Ironically, the amount of time Trump will most likely stay in isolation – the recommended 14 days – is about the same amount of time Joe Biden has taken off the campaign trail in the last 30 days.
The New York Times, of course, has not questioned Biden’s health for doing so.
Perhaps the best part of the article, though, is the part where they stop suggesting this might cost Trump the campaign and start suggesting it might cost him his life.
Reminising on previous national crisis, they write “Four presidents have died in office of natural causes: William Henry Harrison, Zachary Taylor, Warren G. Harding and Franklin D. Roosevelt, while Wilson endured a debilitating stroke and Dwight D. Eisenhower had a heart attack in his first term and a stroke in his second. Four others were assassinated in office: Abraham Lincoln, James A. Garfield, William McKinley and John F. Kennedy.”

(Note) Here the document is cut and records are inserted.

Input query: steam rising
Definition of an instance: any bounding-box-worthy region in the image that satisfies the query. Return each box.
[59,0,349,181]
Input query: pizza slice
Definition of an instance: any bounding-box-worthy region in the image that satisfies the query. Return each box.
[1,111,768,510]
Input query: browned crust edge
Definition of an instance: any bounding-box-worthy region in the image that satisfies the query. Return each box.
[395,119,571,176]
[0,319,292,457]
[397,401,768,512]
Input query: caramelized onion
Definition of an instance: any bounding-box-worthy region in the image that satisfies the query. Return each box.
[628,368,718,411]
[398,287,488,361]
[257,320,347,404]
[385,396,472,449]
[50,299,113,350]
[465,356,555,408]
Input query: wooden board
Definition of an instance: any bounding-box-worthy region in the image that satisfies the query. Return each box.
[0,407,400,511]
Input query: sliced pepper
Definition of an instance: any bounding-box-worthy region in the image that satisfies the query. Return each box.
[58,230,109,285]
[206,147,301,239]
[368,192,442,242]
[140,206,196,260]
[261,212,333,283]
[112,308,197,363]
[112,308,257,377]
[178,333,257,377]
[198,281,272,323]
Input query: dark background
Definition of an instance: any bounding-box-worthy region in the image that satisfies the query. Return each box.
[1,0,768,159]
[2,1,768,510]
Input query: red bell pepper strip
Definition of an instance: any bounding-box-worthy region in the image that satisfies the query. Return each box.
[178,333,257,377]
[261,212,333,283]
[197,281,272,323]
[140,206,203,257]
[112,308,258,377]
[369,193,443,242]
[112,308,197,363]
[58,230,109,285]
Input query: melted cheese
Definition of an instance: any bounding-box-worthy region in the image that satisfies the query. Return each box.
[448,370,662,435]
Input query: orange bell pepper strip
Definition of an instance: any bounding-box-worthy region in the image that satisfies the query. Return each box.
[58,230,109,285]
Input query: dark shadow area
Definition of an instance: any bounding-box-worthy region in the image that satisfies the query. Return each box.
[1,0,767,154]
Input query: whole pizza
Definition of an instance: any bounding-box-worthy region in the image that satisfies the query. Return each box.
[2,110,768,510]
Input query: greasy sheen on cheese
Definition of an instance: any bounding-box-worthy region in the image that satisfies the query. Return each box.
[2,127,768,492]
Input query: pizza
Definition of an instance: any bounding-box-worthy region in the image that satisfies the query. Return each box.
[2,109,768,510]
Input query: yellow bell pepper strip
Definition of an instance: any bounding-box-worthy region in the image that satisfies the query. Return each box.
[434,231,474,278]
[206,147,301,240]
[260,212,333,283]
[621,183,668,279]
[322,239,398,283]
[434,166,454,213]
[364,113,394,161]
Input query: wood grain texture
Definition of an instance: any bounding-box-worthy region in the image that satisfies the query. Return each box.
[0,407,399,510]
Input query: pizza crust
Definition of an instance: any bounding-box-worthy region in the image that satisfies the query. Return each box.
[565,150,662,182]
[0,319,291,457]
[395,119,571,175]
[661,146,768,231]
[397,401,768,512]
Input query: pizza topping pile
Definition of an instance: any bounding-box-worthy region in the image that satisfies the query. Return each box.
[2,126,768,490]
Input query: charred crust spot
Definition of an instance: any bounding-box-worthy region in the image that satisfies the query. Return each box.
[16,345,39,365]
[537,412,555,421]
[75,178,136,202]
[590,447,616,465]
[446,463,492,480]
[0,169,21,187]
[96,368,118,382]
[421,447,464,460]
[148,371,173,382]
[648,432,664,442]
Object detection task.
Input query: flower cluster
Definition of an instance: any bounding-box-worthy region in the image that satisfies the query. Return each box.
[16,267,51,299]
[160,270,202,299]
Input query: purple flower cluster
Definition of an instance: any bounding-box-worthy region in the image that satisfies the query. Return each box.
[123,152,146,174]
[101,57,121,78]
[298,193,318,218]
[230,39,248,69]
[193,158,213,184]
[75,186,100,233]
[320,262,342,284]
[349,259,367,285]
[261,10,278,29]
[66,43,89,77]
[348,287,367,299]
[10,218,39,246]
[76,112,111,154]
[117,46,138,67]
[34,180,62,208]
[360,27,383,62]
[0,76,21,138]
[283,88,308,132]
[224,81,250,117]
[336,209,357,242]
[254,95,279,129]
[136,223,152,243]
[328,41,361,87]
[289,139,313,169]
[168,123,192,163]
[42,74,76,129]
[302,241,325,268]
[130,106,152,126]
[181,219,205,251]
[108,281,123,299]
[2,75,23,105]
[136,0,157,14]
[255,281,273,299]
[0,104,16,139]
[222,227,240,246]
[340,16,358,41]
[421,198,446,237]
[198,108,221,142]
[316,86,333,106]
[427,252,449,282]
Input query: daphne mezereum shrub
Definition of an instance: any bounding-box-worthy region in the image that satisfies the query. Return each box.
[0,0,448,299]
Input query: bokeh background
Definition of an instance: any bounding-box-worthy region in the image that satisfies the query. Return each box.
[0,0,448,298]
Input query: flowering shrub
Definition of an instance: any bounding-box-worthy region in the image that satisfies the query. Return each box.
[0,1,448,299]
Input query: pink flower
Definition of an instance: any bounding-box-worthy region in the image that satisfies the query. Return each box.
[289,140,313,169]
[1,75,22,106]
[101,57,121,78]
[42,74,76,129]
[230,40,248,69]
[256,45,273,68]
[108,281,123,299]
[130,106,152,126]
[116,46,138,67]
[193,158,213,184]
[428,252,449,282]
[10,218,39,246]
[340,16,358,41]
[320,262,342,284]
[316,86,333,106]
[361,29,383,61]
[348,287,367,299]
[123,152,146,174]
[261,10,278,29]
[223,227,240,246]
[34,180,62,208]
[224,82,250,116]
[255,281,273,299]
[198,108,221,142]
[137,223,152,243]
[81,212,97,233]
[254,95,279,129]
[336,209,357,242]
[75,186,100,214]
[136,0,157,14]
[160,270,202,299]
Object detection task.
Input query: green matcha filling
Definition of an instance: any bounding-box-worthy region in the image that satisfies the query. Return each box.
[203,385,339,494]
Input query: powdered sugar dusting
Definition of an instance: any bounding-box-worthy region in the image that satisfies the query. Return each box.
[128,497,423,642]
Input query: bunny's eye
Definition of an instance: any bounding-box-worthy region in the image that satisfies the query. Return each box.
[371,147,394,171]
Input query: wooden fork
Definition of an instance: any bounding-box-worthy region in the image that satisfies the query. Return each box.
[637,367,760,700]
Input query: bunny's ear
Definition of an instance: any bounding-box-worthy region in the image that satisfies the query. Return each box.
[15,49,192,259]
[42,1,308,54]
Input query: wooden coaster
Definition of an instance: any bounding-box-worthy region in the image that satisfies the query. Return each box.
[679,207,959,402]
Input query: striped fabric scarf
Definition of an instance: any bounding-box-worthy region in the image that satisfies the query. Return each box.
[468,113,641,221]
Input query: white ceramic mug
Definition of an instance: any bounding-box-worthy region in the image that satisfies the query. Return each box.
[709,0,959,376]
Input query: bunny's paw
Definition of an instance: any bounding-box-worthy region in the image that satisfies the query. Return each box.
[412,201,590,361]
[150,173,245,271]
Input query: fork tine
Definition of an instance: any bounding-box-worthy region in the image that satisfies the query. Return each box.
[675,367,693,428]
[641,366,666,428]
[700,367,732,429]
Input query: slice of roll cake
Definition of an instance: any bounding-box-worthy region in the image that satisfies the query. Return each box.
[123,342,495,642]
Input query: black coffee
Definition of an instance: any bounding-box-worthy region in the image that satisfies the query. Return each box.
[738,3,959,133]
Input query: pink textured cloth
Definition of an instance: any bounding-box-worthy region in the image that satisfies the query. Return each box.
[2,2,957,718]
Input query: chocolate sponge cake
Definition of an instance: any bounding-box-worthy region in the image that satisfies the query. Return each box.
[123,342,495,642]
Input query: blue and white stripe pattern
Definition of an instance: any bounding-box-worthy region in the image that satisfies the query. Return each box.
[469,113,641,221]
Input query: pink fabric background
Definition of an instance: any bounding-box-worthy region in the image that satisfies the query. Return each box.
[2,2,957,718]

“But such health crises in the White House,” they clarify “have been rarer in recent times. Since Reagan was shot in 1981, no president has been known to confront a life-threatening condition while in office.”
Though most rational people hope for a quick recovery for the president and First Lady, it is more than likely the New York Times will not do that, instead continuing to post their flaming garbage pile death wishes disguised as “reports” on the president’s condition.
While it’s probable that the First couple will recover swiftly from COVID-19, it seems it may take the nation longer to recover from the barrage of fake news that will inevitiably come from it.